NOFA richt zich op overlijdens waarbij er nog vragen zijn, of waarbij de omstandigheden opvallend zijn en na afronding van het onderzoek door de politie en de officier van justitie. Denk hierbij bijvoorbeeld aan overlijden na een val van een trap, of een onverwacht overlijden van een 20-jarige zonder duidelijke doodsoorzaak.  Het nader onderzoek is mogelijk na toestemming van de nabestaanden. Stapsgewijs kan er een keuze worden gemaakt voor radiologisch, toxicologisch/biochemisch, en – wanneer de eerste resultaten daartoe aanleiding geven – pathologisch onderzoek en/of genetisch onderzoek. Alle resultaten worden gezamenlijk met de betrokken deskundigen besproken. Het lichaam kan hierbij doorgaans binnen 1 à 2 werkdagen terug naar de nabestaanden.

Bij aanwijzingen voor een strafbaar feit, stopt het NOFA onderzoek direct en legt de forensisch arts contact met de officier van justitie. NOFA ondersteunt zo de forensisch artsen om resterende vragen te kunnen beantwoorden, wat zowel van belang is voor de nabestaanden, als voor Justitie en de gezondheidszorg.

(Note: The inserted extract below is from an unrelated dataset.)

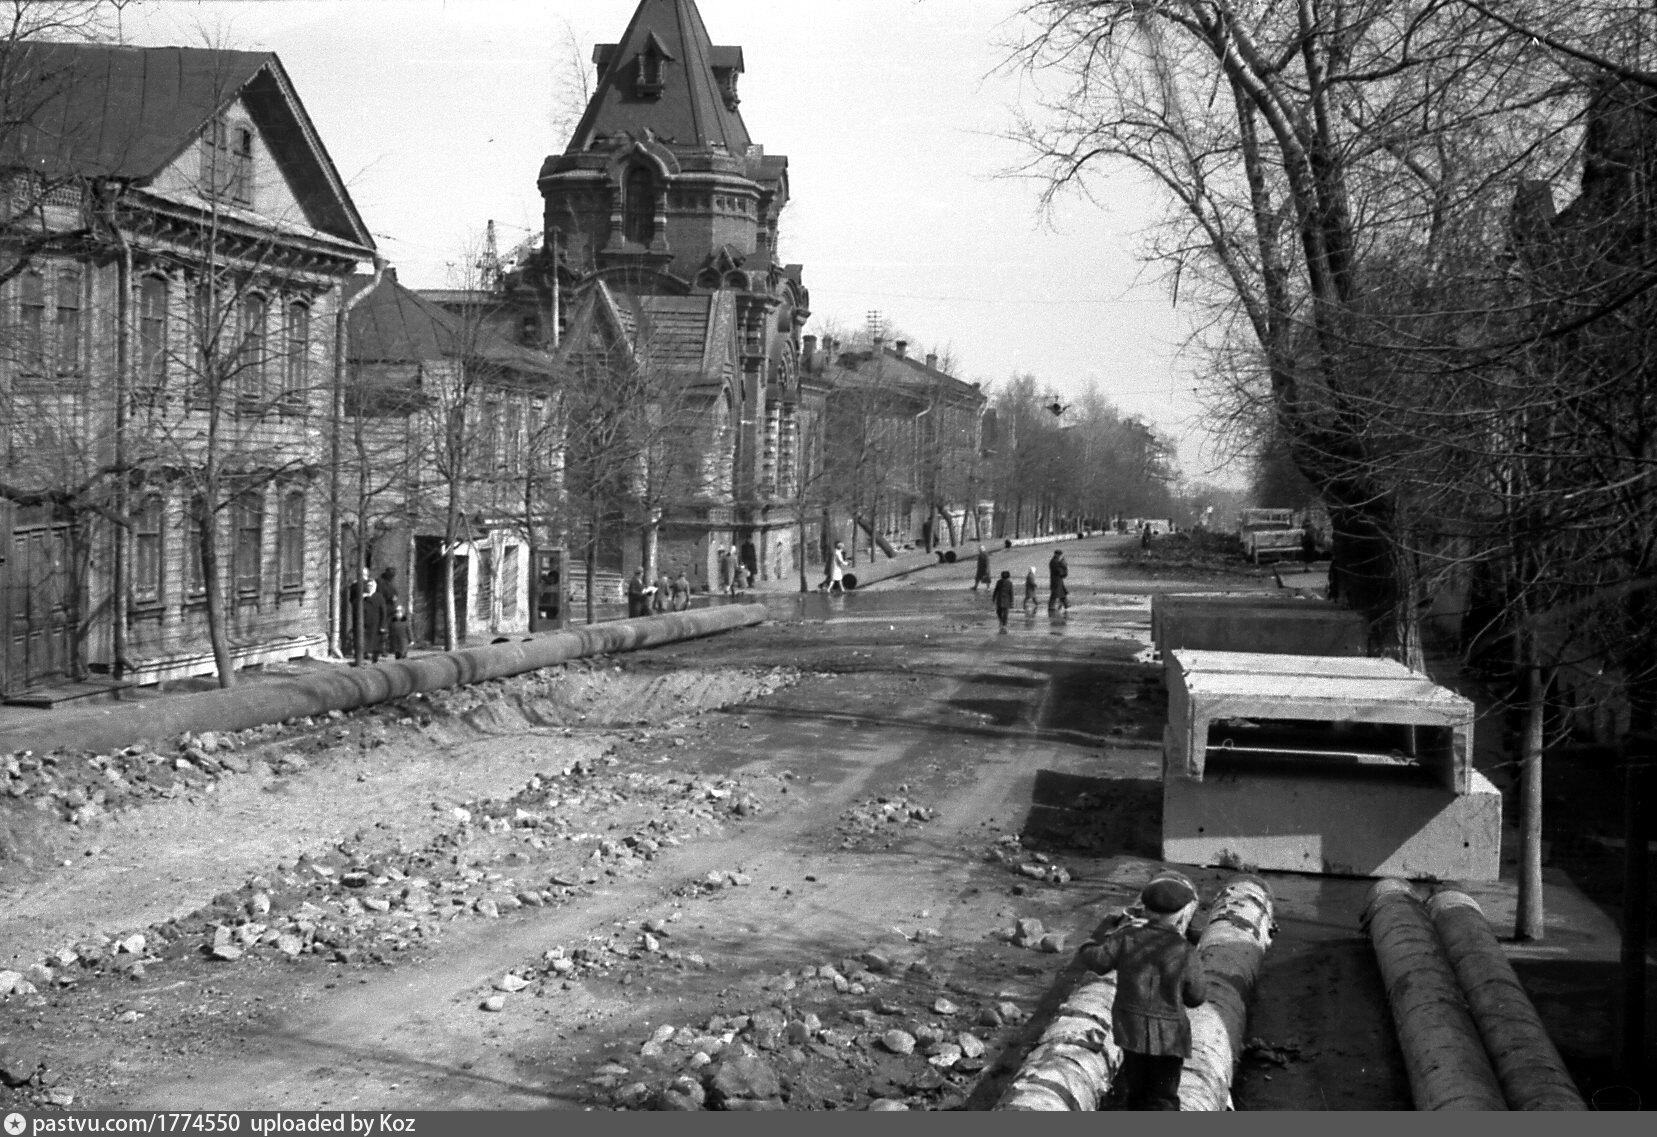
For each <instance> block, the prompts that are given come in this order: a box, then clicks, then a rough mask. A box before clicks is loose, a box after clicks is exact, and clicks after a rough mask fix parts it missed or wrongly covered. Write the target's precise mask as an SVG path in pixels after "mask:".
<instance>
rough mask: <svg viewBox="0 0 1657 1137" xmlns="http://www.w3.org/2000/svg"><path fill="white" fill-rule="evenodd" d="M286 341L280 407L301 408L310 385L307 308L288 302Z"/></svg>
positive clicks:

Voor het wetenschappelijk onderzoek is vier jaar uitgetrokken, maar er zal ook over de tussentijdse bevindingen worden gerapporteerd. 

Het onderzoek is een samenwerking tussen het Groene Hart ziekenhuis (forensische radiologie), forensisch artsen, het MUMC+ (genetica) en verschillende afdelingen van het NFI (forensische pathologie en forensische toxicologie).

ZonMw heeft voor dit onderzoek voor het eerst geld beschikbaar gesteld voor ‘forensische geneeskunde’.

Financiering door ZonMw

ZonMw stimuleert gezondheidsonderzoek en zorginnovatie: ze financieren gezondheidsonderzoek, stimuleren het gebruik van de ontwikkelde kennis en signaleren waar meer kennis nodig is. Met het programma Forensische Geneeskunde dragen ze bij aan de wetenschappelijke onderbouwing en daarmee de kwaliteitsverbetering van de eerstelijns forensische geneeskunde. De thema’s zijn gebaseerd op de kennisagenda zoals die door het Forensisch Medisch Genootschap (FMG) is samengesteld. Een belangrijk onderwerp is het verbeteren van het overlijdensonderzoek in Nederland.